Regina admite que está mais confusa, já sente que troca letras e que tem que ir ao “dicionário ver como se escrevem certas palavras”.

“Custou-me não sair no verão. Mais do que a praia, senti uma necessidade enorme de ir para qualquer sítio que tivesse muitas árvores e um riacho a deslizar por entre as pedras”, salienta, referindo que o momento mais custoso foi mesmo quando o surto surgiu e montou-se um “cenário apocalíptico”, quando todos ficaram fechados nos quartos e os auxiliares tinham que andar “vestidos com fatos de astronautas”.

Dos funcionários, recorda uma dedicação tremenda, mesmo quando pareciam estar “sem forças nem fôlego” para ajudar os utentes.

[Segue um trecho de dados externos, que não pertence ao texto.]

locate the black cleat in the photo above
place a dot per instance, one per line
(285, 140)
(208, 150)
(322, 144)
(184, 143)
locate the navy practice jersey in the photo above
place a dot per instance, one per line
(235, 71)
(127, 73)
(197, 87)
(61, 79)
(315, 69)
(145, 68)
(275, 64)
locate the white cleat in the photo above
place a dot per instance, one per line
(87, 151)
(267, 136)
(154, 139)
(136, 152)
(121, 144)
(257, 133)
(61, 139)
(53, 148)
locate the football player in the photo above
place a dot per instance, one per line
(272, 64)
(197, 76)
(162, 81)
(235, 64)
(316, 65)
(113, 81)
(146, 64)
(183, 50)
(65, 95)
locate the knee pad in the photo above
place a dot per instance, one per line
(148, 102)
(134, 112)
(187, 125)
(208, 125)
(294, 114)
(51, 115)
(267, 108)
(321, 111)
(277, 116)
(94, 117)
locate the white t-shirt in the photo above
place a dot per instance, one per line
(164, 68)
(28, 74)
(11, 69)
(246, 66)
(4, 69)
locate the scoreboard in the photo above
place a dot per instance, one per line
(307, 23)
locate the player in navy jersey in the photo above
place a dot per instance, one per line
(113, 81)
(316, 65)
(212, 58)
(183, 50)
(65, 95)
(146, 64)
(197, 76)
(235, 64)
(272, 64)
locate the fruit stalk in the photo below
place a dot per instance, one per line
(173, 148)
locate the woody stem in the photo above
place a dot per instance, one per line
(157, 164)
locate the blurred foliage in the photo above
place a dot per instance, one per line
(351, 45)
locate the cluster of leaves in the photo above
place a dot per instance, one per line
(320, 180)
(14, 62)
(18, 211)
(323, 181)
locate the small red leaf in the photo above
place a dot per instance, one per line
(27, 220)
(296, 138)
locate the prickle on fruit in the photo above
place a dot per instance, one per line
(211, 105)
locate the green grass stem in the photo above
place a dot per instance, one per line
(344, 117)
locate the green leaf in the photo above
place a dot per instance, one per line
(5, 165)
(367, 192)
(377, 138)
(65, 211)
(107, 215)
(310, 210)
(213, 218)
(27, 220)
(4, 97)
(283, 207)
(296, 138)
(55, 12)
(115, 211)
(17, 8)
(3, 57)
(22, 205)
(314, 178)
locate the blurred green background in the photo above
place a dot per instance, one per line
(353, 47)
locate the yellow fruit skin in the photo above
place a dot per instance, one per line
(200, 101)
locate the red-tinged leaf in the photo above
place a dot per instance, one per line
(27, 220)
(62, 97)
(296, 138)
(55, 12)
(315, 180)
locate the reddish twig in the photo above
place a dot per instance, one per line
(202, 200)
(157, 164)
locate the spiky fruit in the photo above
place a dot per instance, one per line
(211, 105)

“Sinceramente, não sei como conseguiram. Foram de uma humanidade levada ao limite”, nota.

Neste momento, Regina sonha em poder voltar a estar fisicamente com a sua família e regressar às atividades de expressão plástica da APCC para “concretizar todos os projetos agendados”.

Aquando do início da pandemia Regina escreveu uma prosa sobre a situação, intitulada “Um Olhar de Esperança”.

“Vou acordar sempre porque a humanidade é a única palavra que me resta”, escrevia Regina nesse texto.

Um ano depois, questionada sobre se manteria esse tom esperançoso, diz que sim.

“Caso contrário, nada valeria a pena”, responde.